Kitapta anlatılan her şeye bir belirsizlik, bir tanımlanmamışlık hâkim. Bu bir bakıma bu romanın zayıf yönü (Tavkiye’nin belirsizliğinin bıraktığı bir eksiklik) olarak görülebilir ama ben belirsizlik hâlinin bir tortu yarattığını hissettim. Bir tortu etkisi, hatta buna “tortu edebiyatı” da diyebiliriz: tam tanımlanmayan şeylerin bir tortu olarak kitapta (ve okurun aklında) birikmesi. Böylece anlatan değil, hissettiren bir anlatıya ulaşmak. Tanımlayıcı ve net değil, daha çok atmosferik ve bulanık bir anlatı çizgisine ulaşmak.
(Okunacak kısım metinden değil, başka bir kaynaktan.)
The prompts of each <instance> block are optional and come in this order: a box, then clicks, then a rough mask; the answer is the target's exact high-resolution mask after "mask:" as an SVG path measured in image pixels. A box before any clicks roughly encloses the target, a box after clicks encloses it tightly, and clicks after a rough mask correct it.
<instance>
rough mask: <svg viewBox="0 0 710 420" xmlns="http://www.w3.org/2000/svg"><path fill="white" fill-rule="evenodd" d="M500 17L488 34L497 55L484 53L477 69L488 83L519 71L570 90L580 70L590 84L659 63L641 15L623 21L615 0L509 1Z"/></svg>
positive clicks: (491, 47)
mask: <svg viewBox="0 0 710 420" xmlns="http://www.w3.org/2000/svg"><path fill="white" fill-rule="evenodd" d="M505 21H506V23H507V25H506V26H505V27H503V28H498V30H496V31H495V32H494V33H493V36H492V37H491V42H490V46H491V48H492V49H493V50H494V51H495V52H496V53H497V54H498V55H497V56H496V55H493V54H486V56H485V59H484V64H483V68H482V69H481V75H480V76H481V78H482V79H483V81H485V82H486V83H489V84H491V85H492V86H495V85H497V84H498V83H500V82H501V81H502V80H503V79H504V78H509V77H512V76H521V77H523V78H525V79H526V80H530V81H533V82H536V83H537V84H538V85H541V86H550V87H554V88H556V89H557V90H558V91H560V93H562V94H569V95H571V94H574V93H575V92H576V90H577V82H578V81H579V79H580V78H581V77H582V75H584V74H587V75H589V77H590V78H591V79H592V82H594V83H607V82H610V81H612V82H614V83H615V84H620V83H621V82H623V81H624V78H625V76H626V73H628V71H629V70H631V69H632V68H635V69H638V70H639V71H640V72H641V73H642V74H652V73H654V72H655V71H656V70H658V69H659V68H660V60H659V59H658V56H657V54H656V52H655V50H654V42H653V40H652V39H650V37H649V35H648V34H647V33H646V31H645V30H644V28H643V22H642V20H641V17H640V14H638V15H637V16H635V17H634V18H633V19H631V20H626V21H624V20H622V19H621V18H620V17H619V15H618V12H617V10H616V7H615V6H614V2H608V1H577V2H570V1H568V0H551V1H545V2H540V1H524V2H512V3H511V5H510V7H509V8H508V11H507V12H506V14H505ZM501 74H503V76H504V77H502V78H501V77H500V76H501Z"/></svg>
Anlatıcının konumunu da belirsizleştiren ve yer yer anlatıcının sesini de silen bu atmosferik-bulanık hâl, aslında kitapta bahsi geçen politik ve kültürel hareketlerin enternasyonel bir duyguya ulaşmasını da sağlıyor.
Gelelim Sürüklenme’yi Manves City’ye bağlayan son bölüme. Bu bölümde, kendimizi Himalaya Ersel’in Erice’sinde buluyoruz. Bu sefer hikâye, Takviye mensubu isimsiz karakterin perspektifinden anlatılıyor ve Manves City’deki şiddet daha da netleşiyor: artık Erice bir savaş alanıdır. Maden şirketleri, devlet ve mafyanın da desteğiyle yerel halka ve doğaya savaş açmıştır. Bir aciliyet atmosferi. Endüstriyel-politik şiddet. Sürekli ambulans sesi duyan anlatıcıya, Erice’de “direnen” başka biri şöyle diyor: “Dinamit gümbürtüsüne de, sirenlere de, silah seslerine de alışacak kulağın burada.” Madenler için toprağı patlatan dinamitler, yaralıları taşıyan ambulanslar ve çatışma sesleri. Bir felaket atmosferi. Latife Tekin'in bir başka “gör dediği.” Ginsberg’ün Uluma’da bahsettiği “endüstriyel-askerî” canavar Molok’un bir sanayi kasabasında vücut bulmuş hâli gibi bu. Dünyada bir hayalet dolaşıyor, kara bir hayalet, Molok hayaleti.
Bu kara manzarayı böylece gösteren ve yine bir “negatif epos” kuran kitap, Takviye’nin belli belirsiz varlığıyla bir çıkış ihtimaline işaret ediyor. Ama o ihtimal, kara manzara karşısında biraz zayıf düşüyor, nefessiz kalıyor. "Bugün tam da bu ihtimali kuvvetlendirmenin ve radikal bir tahayyüle ulaşmanın zamanıdır diye düşünüyorum." Latife Tekin bu iki kitapla bu radikal ihtimali (edebiyatın radikal-politik işlevini) tekrar hatırlatmış oldu. Şimdi, yazarların yazarlara yeni yollar gösterebileceğini varsayarak, yeni yazarlara şunu soralım: kara manzarada yeni ihtimaller açabilecek bir politik-edebî tahayyül, şimdi değilse ne zaman? Distopik manzaraya cevap verecek bir ütopyayı kim, ne zaman yazacak?